Danton is smoking dope again in 1997, Jenny is now an ‘Indiaphile’, doing yoga and enrolled in a Writing Your Life workshop at Varuna, the writers’ centre in the Blue Mountains. Lots of people had told her she should write about her life. She’s now fifty, she’s sold the Murcutt house and Danton has built another. ‘Bliss.’ Robert Hughes visits, opting for a local restaurant rather than Danton’s home: ‘Bob had brought a fine Japanese chisel as a gift, but all Danton had wanted that day was his approval.’ One of Jenny’s cousins writes her a poem.
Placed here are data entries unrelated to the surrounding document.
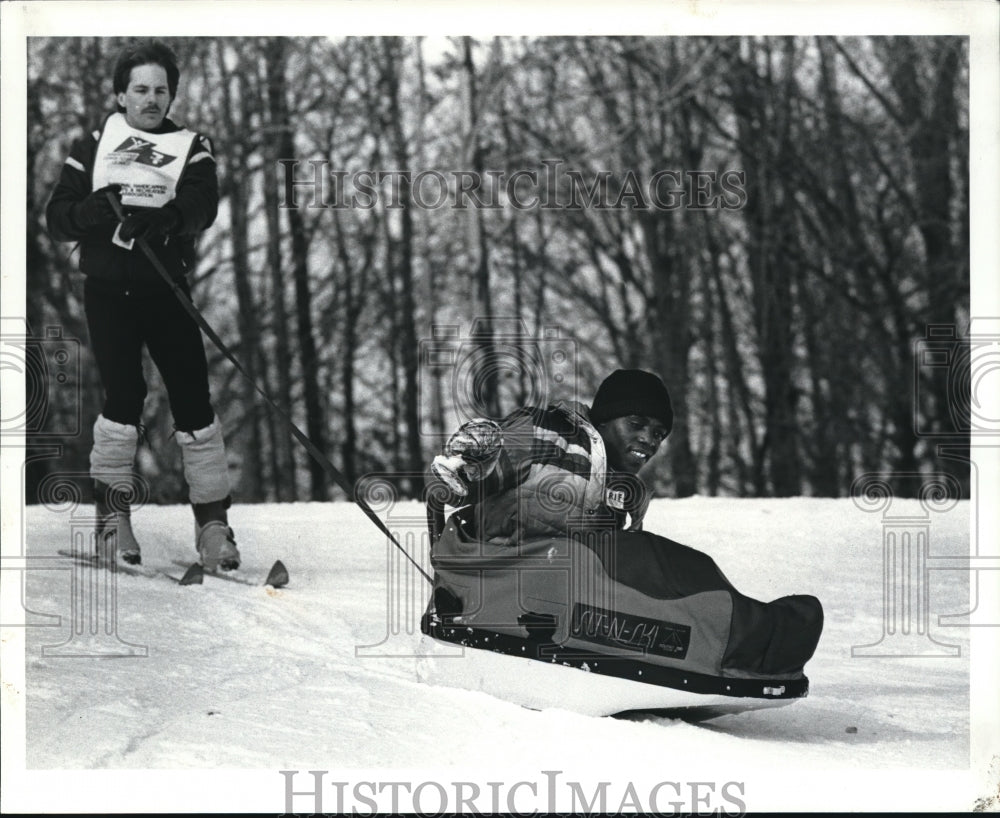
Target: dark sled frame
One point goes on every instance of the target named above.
(538, 646)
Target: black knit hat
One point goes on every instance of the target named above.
(632, 392)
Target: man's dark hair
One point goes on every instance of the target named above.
(147, 52)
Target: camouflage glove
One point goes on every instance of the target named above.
(470, 455)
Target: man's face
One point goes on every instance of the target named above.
(631, 441)
(147, 98)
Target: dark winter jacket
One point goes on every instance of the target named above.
(552, 476)
(196, 201)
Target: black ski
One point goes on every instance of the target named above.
(189, 578)
(277, 577)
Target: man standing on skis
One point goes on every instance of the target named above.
(165, 178)
(531, 481)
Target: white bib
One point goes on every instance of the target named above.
(148, 166)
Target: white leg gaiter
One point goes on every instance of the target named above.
(205, 468)
(112, 459)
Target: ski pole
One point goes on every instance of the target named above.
(310, 447)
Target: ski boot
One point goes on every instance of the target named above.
(114, 526)
(214, 538)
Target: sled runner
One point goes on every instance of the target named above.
(549, 624)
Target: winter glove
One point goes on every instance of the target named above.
(470, 455)
(145, 224)
(96, 210)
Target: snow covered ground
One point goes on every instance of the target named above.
(238, 683)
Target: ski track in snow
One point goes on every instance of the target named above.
(249, 677)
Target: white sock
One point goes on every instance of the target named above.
(205, 468)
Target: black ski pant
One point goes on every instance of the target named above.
(765, 637)
(120, 325)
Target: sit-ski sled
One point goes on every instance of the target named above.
(544, 626)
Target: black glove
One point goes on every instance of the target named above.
(159, 221)
(96, 210)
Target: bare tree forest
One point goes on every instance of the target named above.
(809, 224)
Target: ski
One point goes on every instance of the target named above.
(277, 577)
(94, 560)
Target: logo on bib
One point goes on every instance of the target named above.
(142, 151)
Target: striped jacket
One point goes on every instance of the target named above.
(551, 475)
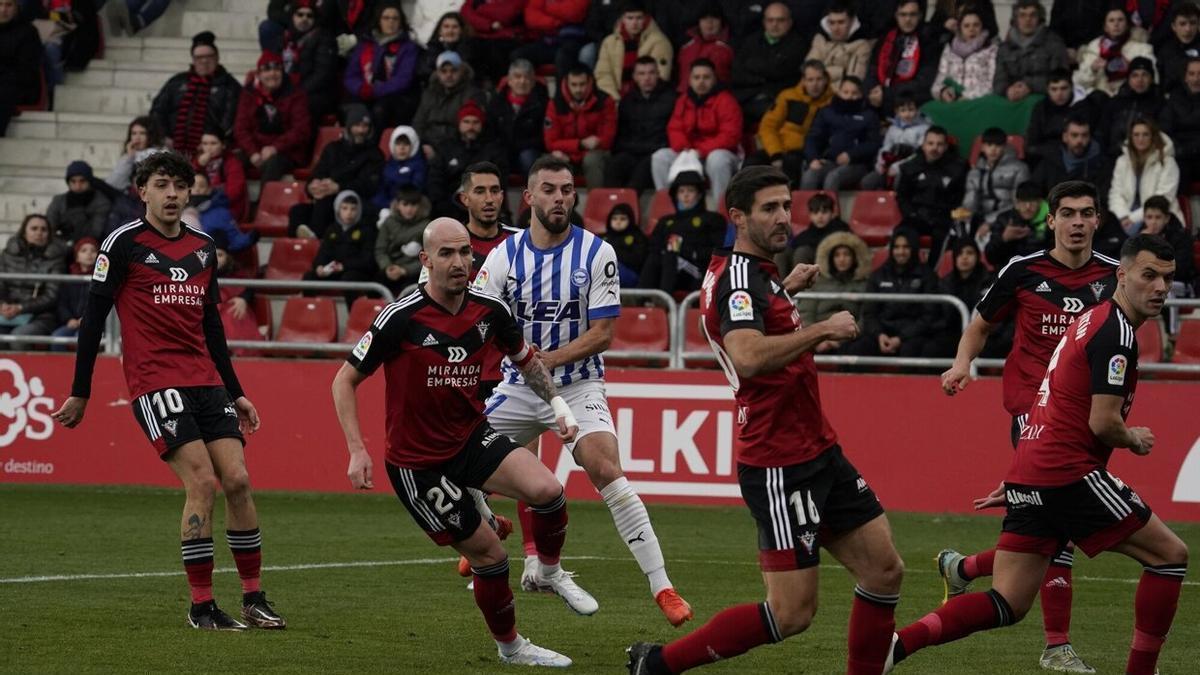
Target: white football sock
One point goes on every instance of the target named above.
(634, 526)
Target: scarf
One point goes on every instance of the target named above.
(193, 111)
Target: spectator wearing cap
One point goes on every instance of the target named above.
(641, 127)
(310, 58)
(82, 210)
(1104, 63)
(204, 96)
(1029, 55)
(274, 127)
(905, 58)
(469, 145)
(381, 72)
(841, 43)
(709, 39)
(581, 124)
(767, 61)
(635, 35)
(517, 113)
(450, 85)
(708, 121)
(352, 162)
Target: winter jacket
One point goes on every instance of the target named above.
(222, 106)
(483, 13)
(815, 311)
(766, 69)
(1159, 177)
(1031, 64)
(437, 115)
(36, 297)
(841, 58)
(993, 190)
(840, 127)
(652, 42)
(401, 173)
(975, 72)
(71, 221)
(786, 124)
(706, 124)
(280, 119)
(1090, 81)
(400, 240)
(715, 49)
(367, 76)
(519, 129)
(642, 120)
(569, 121)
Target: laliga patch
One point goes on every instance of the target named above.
(1116, 369)
(101, 272)
(741, 308)
(360, 350)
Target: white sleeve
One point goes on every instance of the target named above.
(604, 293)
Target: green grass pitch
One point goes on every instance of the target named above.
(365, 591)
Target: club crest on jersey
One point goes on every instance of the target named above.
(741, 308)
(101, 272)
(1117, 366)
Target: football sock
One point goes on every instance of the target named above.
(1155, 604)
(957, 619)
(247, 554)
(1056, 597)
(495, 599)
(634, 526)
(549, 532)
(729, 633)
(871, 623)
(198, 563)
(976, 566)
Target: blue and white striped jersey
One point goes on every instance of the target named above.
(555, 294)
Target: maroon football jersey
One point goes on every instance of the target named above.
(433, 362)
(1097, 356)
(780, 420)
(160, 287)
(1045, 296)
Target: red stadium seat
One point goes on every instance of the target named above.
(274, 203)
(291, 258)
(363, 312)
(309, 320)
(874, 216)
(600, 203)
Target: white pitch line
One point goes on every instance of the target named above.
(48, 578)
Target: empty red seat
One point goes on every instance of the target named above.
(600, 203)
(874, 216)
(291, 258)
(274, 203)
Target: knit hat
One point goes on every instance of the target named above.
(79, 167)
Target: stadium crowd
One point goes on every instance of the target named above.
(669, 96)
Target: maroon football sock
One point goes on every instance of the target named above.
(871, 623)
(1155, 604)
(730, 633)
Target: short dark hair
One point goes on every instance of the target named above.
(820, 202)
(1152, 243)
(478, 168)
(1072, 189)
(167, 162)
(748, 181)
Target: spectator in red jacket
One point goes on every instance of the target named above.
(707, 119)
(581, 124)
(709, 40)
(555, 33)
(499, 29)
(274, 129)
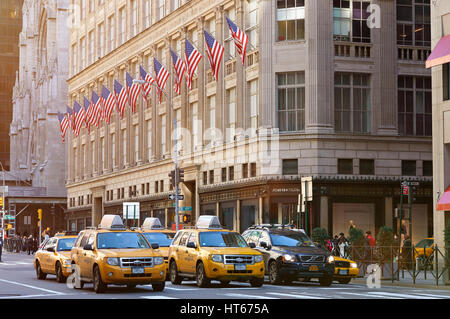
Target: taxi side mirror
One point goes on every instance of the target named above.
(88, 247)
(191, 245)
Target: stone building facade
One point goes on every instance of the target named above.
(320, 94)
(40, 91)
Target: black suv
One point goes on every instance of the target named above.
(290, 254)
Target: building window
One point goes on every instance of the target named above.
(352, 102)
(414, 106)
(413, 22)
(291, 101)
(427, 168)
(409, 168)
(290, 20)
(366, 167)
(290, 167)
(345, 166)
(231, 173)
(211, 176)
(350, 20)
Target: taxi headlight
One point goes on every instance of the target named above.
(113, 261)
(330, 259)
(258, 258)
(158, 260)
(217, 258)
(288, 258)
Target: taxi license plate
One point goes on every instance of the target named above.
(240, 267)
(343, 271)
(137, 270)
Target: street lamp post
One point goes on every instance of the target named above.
(176, 146)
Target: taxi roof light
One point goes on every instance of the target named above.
(152, 223)
(111, 222)
(208, 222)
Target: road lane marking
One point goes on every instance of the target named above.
(249, 296)
(298, 296)
(32, 287)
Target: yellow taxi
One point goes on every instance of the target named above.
(208, 252)
(344, 270)
(154, 232)
(113, 254)
(54, 257)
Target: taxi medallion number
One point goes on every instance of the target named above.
(137, 270)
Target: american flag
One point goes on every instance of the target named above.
(63, 125)
(215, 53)
(148, 82)
(133, 92)
(70, 117)
(109, 101)
(121, 97)
(180, 68)
(97, 107)
(80, 117)
(89, 113)
(240, 39)
(161, 76)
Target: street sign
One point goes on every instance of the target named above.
(173, 197)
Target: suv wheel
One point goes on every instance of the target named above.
(257, 282)
(202, 279)
(158, 286)
(59, 276)
(99, 285)
(39, 273)
(327, 280)
(174, 278)
(274, 273)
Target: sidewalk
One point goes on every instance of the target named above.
(407, 281)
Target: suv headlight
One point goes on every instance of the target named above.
(113, 261)
(288, 258)
(217, 258)
(158, 260)
(330, 259)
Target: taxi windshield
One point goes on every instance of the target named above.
(221, 239)
(121, 240)
(291, 239)
(66, 244)
(162, 239)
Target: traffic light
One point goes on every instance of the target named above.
(180, 176)
(172, 178)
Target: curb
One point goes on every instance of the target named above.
(404, 284)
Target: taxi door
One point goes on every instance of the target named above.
(191, 254)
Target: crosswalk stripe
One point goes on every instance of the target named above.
(245, 296)
(298, 296)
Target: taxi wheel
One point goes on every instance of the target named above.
(174, 278)
(39, 273)
(59, 276)
(158, 286)
(326, 281)
(274, 274)
(99, 285)
(344, 280)
(257, 282)
(202, 279)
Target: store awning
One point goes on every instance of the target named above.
(444, 201)
(440, 54)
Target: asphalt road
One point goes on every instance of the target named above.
(18, 281)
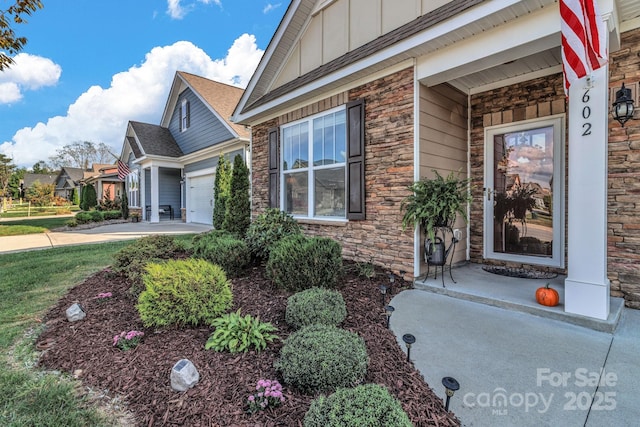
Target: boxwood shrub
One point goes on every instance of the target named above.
(364, 405)
(320, 358)
(224, 250)
(297, 262)
(315, 305)
(267, 229)
(183, 292)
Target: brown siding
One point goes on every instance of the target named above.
(624, 179)
(388, 169)
(443, 142)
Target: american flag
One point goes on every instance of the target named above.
(583, 39)
(123, 170)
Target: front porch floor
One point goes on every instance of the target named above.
(475, 284)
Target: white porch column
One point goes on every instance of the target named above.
(155, 194)
(586, 290)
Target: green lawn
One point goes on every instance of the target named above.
(30, 283)
(31, 226)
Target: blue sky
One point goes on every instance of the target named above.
(91, 66)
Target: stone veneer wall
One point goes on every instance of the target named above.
(623, 211)
(528, 100)
(389, 139)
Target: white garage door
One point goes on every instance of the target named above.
(200, 202)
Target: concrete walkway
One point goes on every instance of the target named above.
(520, 369)
(105, 233)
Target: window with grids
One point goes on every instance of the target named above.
(313, 166)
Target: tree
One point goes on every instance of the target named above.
(238, 214)
(41, 167)
(81, 155)
(221, 188)
(9, 41)
(6, 170)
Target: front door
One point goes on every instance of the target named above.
(524, 180)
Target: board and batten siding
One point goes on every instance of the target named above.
(443, 142)
(205, 129)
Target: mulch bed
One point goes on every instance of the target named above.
(141, 376)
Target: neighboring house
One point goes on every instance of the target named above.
(67, 181)
(354, 100)
(31, 178)
(173, 164)
(104, 178)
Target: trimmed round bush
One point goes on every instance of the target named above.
(297, 262)
(183, 292)
(267, 229)
(364, 405)
(315, 305)
(224, 250)
(320, 358)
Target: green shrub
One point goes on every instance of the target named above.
(315, 305)
(96, 216)
(130, 260)
(267, 229)
(297, 262)
(223, 249)
(83, 217)
(183, 292)
(364, 405)
(236, 333)
(114, 214)
(238, 206)
(321, 358)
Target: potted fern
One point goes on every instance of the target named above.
(435, 203)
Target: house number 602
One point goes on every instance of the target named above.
(586, 113)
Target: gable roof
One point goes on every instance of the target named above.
(30, 178)
(258, 91)
(155, 140)
(220, 98)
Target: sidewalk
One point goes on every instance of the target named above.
(105, 233)
(519, 369)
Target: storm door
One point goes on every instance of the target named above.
(524, 181)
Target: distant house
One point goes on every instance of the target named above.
(172, 165)
(67, 181)
(104, 177)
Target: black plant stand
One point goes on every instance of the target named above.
(436, 253)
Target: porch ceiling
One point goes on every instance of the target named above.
(517, 62)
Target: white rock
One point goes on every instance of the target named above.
(75, 312)
(184, 375)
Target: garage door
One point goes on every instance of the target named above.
(200, 201)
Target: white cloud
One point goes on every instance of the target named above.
(28, 72)
(269, 7)
(140, 93)
(178, 10)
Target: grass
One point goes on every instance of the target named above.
(31, 283)
(31, 226)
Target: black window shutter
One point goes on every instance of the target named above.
(355, 160)
(274, 168)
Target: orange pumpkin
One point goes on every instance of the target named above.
(547, 296)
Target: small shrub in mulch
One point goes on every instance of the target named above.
(321, 358)
(297, 262)
(183, 292)
(364, 405)
(315, 305)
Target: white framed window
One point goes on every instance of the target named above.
(313, 166)
(133, 189)
(185, 119)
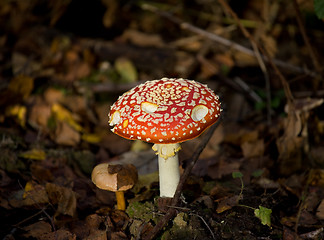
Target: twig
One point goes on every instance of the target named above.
(172, 211)
(289, 96)
(224, 41)
(312, 54)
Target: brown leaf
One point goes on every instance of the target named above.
(226, 204)
(66, 135)
(52, 95)
(59, 235)
(142, 39)
(39, 116)
(320, 211)
(253, 149)
(37, 230)
(64, 198)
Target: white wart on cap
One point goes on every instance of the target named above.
(165, 111)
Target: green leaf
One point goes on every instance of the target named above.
(237, 175)
(319, 8)
(264, 215)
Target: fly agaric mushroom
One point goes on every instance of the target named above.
(116, 178)
(165, 112)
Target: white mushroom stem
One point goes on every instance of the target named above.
(169, 174)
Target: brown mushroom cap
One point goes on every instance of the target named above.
(114, 177)
(165, 111)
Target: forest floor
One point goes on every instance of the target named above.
(64, 63)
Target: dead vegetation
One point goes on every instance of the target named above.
(258, 174)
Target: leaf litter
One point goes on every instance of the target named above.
(255, 179)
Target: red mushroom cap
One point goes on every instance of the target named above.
(165, 111)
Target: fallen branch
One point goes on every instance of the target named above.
(224, 41)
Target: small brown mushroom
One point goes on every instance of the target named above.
(116, 178)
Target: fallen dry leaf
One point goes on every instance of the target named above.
(66, 135)
(253, 149)
(37, 230)
(63, 197)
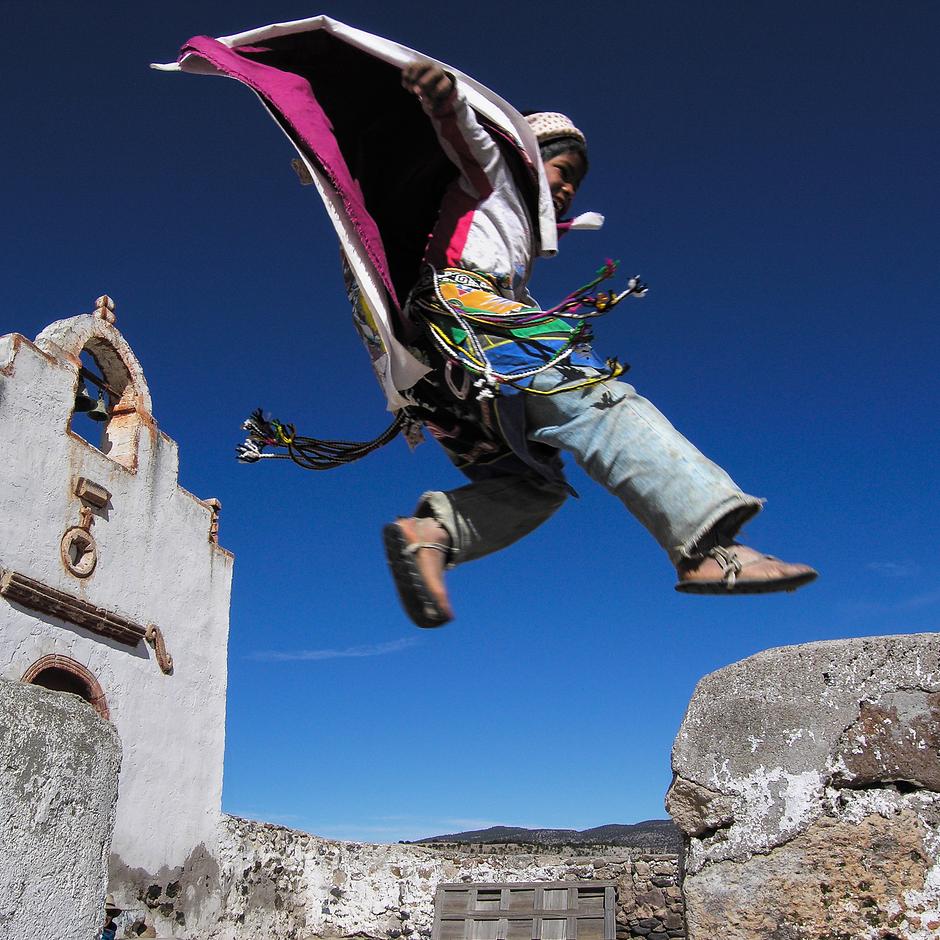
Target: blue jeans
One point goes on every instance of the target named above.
(624, 443)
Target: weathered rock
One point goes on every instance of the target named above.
(808, 790)
(59, 764)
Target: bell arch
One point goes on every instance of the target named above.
(62, 674)
(107, 367)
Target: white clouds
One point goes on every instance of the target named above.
(349, 652)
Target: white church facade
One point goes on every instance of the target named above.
(114, 586)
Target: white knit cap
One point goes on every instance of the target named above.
(550, 125)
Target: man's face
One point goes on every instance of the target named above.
(564, 172)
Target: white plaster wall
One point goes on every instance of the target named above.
(156, 564)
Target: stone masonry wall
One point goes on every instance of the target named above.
(808, 790)
(59, 765)
(281, 884)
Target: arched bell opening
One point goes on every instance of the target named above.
(61, 674)
(105, 414)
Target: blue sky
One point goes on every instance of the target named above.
(769, 168)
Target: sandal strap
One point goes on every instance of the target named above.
(730, 564)
(413, 547)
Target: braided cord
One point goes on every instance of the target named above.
(310, 453)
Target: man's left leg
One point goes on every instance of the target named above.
(450, 528)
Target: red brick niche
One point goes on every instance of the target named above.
(61, 674)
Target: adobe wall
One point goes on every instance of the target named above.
(156, 564)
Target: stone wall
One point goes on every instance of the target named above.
(281, 884)
(808, 789)
(59, 765)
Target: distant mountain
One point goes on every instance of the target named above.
(654, 835)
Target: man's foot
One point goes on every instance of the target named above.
(736, 569)
(417, 552)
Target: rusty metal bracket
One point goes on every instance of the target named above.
(28, 592)
(154, 636)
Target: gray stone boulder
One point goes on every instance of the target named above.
(807, 787)
(59, 764)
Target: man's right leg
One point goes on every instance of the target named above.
(450, 528)
(687, 502)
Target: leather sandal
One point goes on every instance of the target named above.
(423, 605)
(732, 568)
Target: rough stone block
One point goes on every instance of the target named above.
(59, 764)
(808, 790)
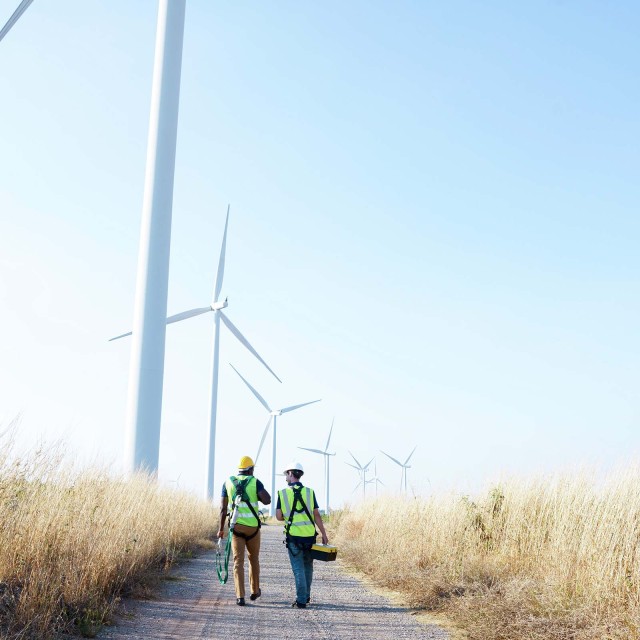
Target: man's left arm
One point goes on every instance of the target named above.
(318, 518)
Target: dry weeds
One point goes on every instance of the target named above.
(71, 543)
(553, 559)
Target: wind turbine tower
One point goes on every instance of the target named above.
(362, 471)
(375, 478)
(273, 415)
(405, 465)
(327, 455)
(216, 306)
(146, 367)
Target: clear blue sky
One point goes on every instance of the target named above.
(434, 228)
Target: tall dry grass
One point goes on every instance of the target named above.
(550, 558)
(71, 542)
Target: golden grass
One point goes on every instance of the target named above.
(555, 558)
(72, 542)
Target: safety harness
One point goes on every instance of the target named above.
(222, 556)
(297, 498)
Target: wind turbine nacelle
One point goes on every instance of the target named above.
(216, 306)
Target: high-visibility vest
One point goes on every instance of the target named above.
(251, 491)
(300, 524)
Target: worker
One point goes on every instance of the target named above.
(295, 506)
(246, 530)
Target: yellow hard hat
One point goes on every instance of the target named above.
(245, 463)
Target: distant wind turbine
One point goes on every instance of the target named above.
(273, 415)
(327, 456)
(375, 478)
(362, 471)
(405, 465)
(218, 315)
(22, 7)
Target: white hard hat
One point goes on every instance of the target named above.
(294, 465)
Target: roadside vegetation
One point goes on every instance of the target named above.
(72, 543)
(553, 558)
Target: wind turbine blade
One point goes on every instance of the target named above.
(359, 465)
(124, 335)
(245, 342)
(263, 402)
(407, 460)
(329, 438)
(264, 435)
(391, 458)
(24, 5)
(313, 450)
(171, 319)
(297, 406)
(220, 274)
(187, 314)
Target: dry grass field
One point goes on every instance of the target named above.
(554, 558)
(72, 542)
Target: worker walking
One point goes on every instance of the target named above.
(244, 491)
(295, 506)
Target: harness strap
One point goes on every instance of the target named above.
(243, 496)
(297, 497)
(245, 536)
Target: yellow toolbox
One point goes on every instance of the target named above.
(324, 552)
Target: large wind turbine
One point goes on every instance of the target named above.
(361, 470)
(273, 415)
(405, 465)
(216, 306)
(326, 455)
(146, 368)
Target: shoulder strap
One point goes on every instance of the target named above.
(297, 497)
(241, 486)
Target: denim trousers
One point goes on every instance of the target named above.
(302, 566)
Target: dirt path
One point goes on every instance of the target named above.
(195, 605)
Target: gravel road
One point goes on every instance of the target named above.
(195, 605)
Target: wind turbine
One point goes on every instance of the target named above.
(22, 7)
(326, 455)
(216, 306)
(273, 415)
(146, 365)
(375, 478)
(405, 466)
(361, 470)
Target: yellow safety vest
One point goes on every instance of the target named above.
(301, 526)
(251, 490)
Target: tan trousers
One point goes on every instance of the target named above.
(238, 544)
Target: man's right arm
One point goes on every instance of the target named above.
(223, 516)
One line reads: ‘She’s met John Lennon, Princess Diana and Danton.’ Jenny goes to London and sees old friends. She designs the Africa and the Americas costumes at the Arrivals segment of the opening ceremony at the 2000 Olympic Games in Sydney. Jenny is happy and dances alone in the centre of the stadium at the close of the extravaganza.
Jenny and Danton have a fight and Jenny travels alone to Byron Bay. On her return, she finds him dead. ‘He’d committed suicide almost eleven years to the day after we’d first made love.’ Jenny describes finding Danton’s body. Now she has an altar with photos of ‘Danton, Mum and my lamas’. She has new Buddhist friends. Sudhamma, the Buddhist nun she’d met in Thailand, tells her to get rid of her trademark red glasses and Jenny does: ‘I was learning to understand the wisdom of ordinariness.’
Jenny Kee wrote A Big Life with Samantha Trenoweth. ‘I trusted you Sam, and knew I could tell my story to you completely – so crucial for if I was to write my autobiography it had to be honest. I talked and you typed and interpreted.’ Jenny tells us that Danton laughed out loud when he read the first chapters. ‘Jen, you can really write!’